The Prime Minister has said he will give his decision on the devolution of corporation tax shortly after the Scottish independence referendum which is held on September 18.
The two are linked because the Westminster parties have promised Scotland extensive powers over tax if it opts to remain in the UK.
Scotland is likely to get power over income, but not Corporation Tax. Its corporate sector is so large that the cost of reduction would be prohibitive.
Mr Cameron's announcement on Northern Ireland is expected in October.
If it the decision is positive legislation must then be rushed through by March 30 2015 when parliament dissolves. The General election is on May 7.
After that it would take at least two years before there would be an actual cut in corporation tax. In the meantime the Executive here would have steer through legislation to accept the powers, to agree the size if the cut and to find a way to pay for it.

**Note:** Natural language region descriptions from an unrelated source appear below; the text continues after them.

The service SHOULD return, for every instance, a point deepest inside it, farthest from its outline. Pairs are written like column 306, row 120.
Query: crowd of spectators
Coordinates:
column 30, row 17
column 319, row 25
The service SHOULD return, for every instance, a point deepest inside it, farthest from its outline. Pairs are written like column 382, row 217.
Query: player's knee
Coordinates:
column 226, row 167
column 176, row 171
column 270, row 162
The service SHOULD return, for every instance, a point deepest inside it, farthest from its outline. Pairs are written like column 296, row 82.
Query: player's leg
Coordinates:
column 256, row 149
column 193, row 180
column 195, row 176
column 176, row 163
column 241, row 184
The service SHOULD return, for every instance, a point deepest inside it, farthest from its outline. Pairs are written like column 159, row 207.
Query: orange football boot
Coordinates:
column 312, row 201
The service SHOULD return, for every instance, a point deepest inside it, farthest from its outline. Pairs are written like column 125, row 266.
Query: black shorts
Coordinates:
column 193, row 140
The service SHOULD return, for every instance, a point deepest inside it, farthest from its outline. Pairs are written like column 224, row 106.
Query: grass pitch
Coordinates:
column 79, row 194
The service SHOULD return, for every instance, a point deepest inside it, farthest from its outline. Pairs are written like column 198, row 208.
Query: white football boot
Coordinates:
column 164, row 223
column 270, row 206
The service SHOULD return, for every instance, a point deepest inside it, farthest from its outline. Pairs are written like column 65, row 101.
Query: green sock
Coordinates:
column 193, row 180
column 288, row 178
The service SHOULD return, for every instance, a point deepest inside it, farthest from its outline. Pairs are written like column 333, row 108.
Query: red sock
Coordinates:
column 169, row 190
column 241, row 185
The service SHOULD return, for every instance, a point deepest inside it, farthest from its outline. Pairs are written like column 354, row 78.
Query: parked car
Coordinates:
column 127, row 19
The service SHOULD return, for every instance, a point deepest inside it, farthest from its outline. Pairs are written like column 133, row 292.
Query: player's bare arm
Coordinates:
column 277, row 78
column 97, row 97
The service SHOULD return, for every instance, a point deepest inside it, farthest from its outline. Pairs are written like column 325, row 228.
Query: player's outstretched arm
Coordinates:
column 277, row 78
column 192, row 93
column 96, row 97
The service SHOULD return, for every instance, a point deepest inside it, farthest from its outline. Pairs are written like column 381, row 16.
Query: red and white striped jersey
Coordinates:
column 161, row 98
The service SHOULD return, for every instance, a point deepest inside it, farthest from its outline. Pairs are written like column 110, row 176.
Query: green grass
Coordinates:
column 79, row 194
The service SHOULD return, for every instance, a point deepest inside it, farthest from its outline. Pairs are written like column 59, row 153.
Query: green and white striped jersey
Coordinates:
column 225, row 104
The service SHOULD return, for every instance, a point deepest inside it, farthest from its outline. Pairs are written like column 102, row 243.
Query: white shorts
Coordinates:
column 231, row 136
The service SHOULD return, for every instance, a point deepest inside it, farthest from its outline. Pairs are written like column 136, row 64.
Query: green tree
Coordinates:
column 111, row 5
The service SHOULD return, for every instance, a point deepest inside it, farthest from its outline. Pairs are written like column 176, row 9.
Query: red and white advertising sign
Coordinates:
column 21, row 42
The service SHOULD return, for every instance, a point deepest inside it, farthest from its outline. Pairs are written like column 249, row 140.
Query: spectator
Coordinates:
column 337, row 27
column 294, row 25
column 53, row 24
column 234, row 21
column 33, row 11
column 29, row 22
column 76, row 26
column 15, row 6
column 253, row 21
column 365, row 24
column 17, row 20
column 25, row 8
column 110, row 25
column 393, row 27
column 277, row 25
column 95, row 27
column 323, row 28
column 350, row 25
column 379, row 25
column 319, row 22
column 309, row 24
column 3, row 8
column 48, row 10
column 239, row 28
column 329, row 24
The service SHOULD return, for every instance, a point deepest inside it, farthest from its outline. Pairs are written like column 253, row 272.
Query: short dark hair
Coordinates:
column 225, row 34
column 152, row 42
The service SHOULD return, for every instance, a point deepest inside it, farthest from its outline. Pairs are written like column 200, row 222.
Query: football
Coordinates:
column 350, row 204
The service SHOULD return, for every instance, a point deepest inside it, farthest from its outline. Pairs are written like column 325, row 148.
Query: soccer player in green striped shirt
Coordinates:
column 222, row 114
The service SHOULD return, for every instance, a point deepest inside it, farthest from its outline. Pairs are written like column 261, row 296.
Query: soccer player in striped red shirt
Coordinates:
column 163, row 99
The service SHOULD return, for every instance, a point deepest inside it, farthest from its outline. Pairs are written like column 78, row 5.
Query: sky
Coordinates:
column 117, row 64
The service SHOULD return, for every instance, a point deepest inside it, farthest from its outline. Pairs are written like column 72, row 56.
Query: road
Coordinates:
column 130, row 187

The cut in tax would be introduced at the beginning of a financial year.
It could be in April 2016, shortly before the next Assembly election on May 5 that year. It could also take until April 2017 to implement.
Mr Hamilton said: "Invest Northern Ireland would have to start selling a different proposition during the lead in.
"It would be saying 'this is not the Northern Ireland you were looking at, this is a different Northern Ireland'."
He added: "We would also have to work with the universities and colleges to make sure that the skills are there for the type of companies that will invest and the type of people that they need."
July 2007: The Assembly's enterprise, trade and investment committee formally calls for a reduction in the rate of corporation tax in Northern Ireland. In its submission to Sir David Varney, who is conducting a review of business tax policy here on behalf of Prime Minister Gordon Brown, it said a lower rate of the tax was key to creating a balanced economy.